Terjadilah, adik ketendang kaki kakak yang sedang berayun... dia jatuh ke belakang. Ga sampai satu detik...aku memandang ke arah Naznin dengan sangat marah, sambil menggendong adiknya. Ya Allah...semoga kau ampuni kezalimanku pada putriku hari ini.
Terasa kebenarannya,” isi neraka adalah manusia yang tidak berpikir”. Seandainya aku mau berhenti sejenak sebelum bersikap... tentu tidak akan berani aku mengumbar kemarahan. Bukankah Allah melarang hamba-Nya marah? Jika aku mau merasakan... Betapa kejamnya aku menuduh kakak sengaja mencelakai adiknya? Tidak mungkin jiwa sehanif itu punya niat buruk. Astaghfirullah...
Apa? Apa sebenarnya yang membuatku begitu marah? Ya, aku tidak menerima ketetapan Allah. Aku tidak terima kehendak Allah hari ini, adik terjatuh. Padahal, segala sesuatu yang Allah tetapkan...pastilah baik bagiku. Ada kesadaran yang ingin Ia berikan pada detik itu. Hidup memang untuk diuji, itulah kenapa aku diciptakan, untuk suatu pengabdian. Seorang pengabdi akan menerima apapun yang ditetapkan majikannya.
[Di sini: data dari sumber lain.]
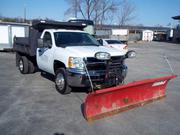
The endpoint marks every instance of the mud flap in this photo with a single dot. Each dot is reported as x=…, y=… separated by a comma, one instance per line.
x=109, y=101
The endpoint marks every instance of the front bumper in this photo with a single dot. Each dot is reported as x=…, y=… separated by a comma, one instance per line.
x=98, y=77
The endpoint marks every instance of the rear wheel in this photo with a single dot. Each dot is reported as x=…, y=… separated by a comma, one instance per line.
x=32, y=67
x=23, y=65
x=61, y=81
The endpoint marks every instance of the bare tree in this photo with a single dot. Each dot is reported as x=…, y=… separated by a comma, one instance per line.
x=126, y=14
x=96, y=10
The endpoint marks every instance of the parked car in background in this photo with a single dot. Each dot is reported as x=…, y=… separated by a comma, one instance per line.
x=117, y=44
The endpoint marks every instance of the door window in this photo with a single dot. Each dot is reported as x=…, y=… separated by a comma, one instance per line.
x=47, y=40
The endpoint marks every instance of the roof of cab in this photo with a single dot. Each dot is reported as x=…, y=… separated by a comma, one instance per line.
x=40, y=25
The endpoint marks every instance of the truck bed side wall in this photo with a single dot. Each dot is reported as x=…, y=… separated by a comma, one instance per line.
x=27, y=45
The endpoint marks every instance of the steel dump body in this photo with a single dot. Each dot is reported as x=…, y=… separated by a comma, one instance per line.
x=28, y=45
x=110, y=101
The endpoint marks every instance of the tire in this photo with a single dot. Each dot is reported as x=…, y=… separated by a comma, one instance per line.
x=61, y=81
x=17, y=58
x=23, y=64
x=32, y=67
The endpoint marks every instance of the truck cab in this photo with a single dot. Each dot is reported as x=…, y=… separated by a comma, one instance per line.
x=75, y=58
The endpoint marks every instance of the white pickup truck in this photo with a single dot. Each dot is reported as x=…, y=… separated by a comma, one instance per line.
x=73, y=56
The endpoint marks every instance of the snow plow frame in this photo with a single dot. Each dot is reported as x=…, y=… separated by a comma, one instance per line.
x=109, y=101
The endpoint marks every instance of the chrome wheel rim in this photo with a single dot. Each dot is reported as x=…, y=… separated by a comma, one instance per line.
x=60, y=81
x=21, y=66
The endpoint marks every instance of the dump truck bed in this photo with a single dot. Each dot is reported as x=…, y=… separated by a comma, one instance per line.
x=28, y=45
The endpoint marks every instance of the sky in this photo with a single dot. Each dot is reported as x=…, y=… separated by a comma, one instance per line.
x=147, y=13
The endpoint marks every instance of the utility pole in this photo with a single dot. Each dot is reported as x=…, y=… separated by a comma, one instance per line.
x=75, y=9
x=24, y=19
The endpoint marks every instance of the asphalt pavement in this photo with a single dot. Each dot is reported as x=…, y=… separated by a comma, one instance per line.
x=30, y=104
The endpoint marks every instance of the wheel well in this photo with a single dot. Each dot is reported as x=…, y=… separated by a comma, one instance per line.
x=58, y=64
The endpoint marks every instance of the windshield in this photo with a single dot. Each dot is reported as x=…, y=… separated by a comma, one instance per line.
x=113, y=42
x=64, y=39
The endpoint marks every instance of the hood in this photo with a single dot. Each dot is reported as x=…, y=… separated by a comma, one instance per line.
x=89, y=51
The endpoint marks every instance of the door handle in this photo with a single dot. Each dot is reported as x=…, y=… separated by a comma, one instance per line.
x=39, y=50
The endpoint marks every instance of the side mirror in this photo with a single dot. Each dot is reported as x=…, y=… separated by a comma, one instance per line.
x=130, y=54
x=40, y=43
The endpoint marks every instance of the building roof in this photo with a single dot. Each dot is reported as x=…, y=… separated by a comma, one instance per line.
x=176, y=17
x=108, y=27
x=14, y=23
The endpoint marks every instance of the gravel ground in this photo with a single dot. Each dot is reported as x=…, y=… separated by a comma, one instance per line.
x=30, y=104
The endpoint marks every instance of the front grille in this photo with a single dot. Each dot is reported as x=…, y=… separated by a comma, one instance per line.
x=99, y=69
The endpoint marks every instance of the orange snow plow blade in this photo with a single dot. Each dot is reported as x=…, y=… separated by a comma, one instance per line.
x=109, y=101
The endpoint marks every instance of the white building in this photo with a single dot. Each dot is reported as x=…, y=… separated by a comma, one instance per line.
x=147, y=35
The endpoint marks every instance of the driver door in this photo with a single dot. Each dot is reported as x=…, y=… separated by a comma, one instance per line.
x=45, y=54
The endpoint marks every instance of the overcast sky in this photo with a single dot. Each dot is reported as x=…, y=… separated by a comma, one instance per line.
x=148, y=12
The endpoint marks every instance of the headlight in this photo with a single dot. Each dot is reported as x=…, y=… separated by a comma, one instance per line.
x=102, y=56
x=76, y=62
x=131, y=54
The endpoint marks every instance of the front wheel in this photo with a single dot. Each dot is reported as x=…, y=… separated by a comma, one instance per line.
x=61, y=81
x=23, y=65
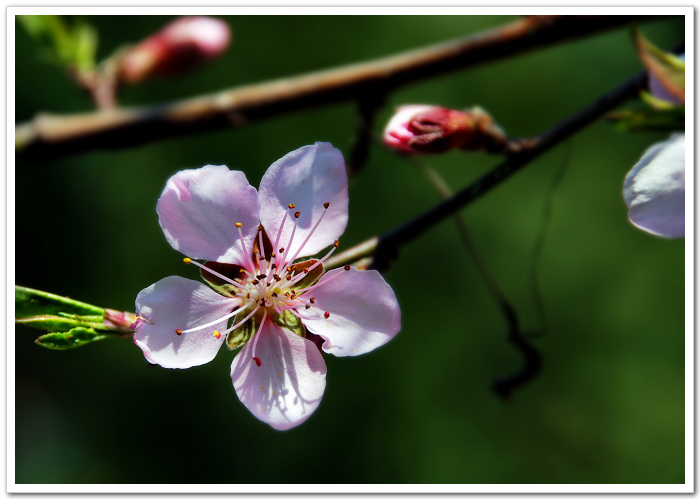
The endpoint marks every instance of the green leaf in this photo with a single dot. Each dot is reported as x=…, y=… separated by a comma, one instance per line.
x=73, y=338
x=75, y=46
x=56, y=323
x=657, y=120
x=667, y=68
x=31, y=302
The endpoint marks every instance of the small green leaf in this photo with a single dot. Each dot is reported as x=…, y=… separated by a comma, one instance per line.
x=57, y=323
x=667, y=68
x=73, y=338
x=240, y=336
x=31, y=302
x=290, y=321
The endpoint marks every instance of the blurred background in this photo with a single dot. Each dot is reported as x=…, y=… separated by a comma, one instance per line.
x=608, y=405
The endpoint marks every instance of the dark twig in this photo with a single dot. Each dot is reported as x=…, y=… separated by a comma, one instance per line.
x=48, y=136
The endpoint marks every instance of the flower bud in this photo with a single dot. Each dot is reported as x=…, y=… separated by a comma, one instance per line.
x=177, y=48
x=420, y=129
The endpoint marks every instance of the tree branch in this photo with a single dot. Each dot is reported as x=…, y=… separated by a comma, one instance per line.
x=49, y=136
x=385, y=247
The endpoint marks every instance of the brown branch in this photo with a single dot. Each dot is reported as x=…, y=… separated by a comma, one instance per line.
x=385, y=247
x=48, y=136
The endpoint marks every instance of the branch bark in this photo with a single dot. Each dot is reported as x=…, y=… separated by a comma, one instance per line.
x=49, y=136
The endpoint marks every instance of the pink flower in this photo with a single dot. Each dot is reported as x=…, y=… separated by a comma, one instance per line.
x=420, y=129
x=260, y=296
x=654, y=189
x=179, y=47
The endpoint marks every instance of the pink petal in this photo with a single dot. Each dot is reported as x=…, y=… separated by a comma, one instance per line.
x=307, y=178
x=288, y=385
x=198, y=211
x=363, y=312
x=177, y=303
x=655, y=189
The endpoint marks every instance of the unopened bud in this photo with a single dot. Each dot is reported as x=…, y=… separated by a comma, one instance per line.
x=421, y=129
x=120, y=321
x=177, y=48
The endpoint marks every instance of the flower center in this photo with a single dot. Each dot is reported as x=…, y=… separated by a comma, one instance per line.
x=270, y=286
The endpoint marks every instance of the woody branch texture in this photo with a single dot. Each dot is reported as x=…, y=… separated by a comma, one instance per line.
x=50, y=135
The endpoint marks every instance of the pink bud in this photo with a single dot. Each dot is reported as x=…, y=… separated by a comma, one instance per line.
x=419, y=129
x=177, y=48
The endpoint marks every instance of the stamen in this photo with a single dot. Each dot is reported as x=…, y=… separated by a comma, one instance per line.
x=245, y=250
x=215, y=321
x=325, y=205
x=214, y=272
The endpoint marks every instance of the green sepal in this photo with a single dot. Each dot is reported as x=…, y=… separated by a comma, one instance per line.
x=31, y=302
x=240, y=336
x=311, y=277
x=73, y=338
x=56, y=323
x=669, y=119
x=289, y=321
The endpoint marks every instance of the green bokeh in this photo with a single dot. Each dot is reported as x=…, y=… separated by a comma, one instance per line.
x=608, y=406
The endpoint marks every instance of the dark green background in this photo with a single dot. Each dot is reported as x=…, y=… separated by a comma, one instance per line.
x=608, y=406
Allah ingin aku menjalankan ajaran-Nya untuk bersabar. Allah lapangkan jalanku ke surga-Nya. Allah ingin aku bebas dari prasangka buruk pada-Nya. Allah ingin aku berserah diri pada ketentuan-Nya. Allah ingin aku menyadari kasih-sayang-Nya.
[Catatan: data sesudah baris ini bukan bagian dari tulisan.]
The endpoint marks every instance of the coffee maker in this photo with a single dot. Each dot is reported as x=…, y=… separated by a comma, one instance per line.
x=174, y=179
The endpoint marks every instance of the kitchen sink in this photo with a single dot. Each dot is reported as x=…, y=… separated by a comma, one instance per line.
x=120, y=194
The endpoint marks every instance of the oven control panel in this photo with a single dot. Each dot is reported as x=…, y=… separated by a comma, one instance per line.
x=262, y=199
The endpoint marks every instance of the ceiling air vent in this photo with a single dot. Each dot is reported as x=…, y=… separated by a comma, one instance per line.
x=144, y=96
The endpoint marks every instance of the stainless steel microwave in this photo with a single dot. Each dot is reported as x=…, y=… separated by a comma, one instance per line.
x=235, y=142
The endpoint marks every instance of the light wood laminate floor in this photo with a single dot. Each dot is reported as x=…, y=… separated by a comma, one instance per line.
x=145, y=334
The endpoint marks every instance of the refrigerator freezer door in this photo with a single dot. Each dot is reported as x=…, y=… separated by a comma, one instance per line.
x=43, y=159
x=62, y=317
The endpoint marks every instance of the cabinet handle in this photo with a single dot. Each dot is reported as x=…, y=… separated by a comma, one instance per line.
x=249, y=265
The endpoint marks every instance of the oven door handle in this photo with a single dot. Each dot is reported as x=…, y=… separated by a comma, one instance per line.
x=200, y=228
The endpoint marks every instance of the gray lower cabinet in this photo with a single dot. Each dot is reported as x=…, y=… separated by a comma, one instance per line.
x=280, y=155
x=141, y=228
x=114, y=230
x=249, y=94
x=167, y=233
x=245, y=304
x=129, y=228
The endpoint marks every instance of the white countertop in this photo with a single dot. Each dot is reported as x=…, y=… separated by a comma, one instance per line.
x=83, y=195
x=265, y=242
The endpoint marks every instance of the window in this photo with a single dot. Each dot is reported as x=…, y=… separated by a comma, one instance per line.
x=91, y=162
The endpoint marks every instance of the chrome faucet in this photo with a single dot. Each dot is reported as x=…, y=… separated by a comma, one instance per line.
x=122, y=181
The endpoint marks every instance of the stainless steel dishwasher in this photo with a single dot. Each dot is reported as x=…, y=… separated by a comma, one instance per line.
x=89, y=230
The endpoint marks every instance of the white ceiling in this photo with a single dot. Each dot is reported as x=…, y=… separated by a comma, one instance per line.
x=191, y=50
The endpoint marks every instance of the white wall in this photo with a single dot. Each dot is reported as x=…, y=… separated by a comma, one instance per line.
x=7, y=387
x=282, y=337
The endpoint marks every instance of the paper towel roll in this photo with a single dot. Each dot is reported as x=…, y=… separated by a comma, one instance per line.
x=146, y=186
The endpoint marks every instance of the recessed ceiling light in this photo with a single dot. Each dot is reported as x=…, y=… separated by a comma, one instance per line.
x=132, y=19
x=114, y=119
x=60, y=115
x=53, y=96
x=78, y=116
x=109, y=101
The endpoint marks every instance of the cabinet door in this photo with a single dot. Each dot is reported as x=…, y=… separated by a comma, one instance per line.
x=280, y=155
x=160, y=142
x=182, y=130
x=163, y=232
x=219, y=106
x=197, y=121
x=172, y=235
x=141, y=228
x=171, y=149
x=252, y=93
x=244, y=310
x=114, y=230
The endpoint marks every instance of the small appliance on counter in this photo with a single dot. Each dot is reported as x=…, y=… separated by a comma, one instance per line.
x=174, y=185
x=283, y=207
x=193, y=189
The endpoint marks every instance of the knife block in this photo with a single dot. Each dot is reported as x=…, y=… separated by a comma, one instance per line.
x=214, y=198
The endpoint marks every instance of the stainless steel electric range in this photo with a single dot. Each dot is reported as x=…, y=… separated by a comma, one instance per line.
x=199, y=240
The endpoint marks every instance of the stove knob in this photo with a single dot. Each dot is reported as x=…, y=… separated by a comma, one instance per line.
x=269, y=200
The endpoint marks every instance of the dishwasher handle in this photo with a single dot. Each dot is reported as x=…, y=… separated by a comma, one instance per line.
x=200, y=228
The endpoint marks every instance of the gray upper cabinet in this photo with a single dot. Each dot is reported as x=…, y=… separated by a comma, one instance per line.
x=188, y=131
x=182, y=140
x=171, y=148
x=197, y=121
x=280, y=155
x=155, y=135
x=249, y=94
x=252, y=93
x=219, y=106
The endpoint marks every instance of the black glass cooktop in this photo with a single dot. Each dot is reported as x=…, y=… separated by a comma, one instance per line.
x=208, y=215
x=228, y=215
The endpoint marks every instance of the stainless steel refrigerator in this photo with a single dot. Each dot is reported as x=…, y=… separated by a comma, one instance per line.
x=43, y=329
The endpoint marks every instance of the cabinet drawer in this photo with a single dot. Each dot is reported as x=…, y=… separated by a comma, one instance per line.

Sesungguhnya Allah beserta orang yang sabar. Kebahagiaan apalagi yang aku harapkan selain itu???
Ya Allah... terimakasih, segala puji syukur bagi-Mu. Jika kebahagiaanku terampas, tentu bukan kesalahan siapapun kecuali diriku sendiri. Kupakai sudut pandang yang keliru menghadapi ketetapan-Mu. Ya Rabb, teguhkanlah aku dalam perjalanan meraih kebenaran hakiki ini. Tidak mungkin dari Zat Yang Maha Suci...akan keluar sesuatu yang buruk. Subhanallah...Alhamdulillah.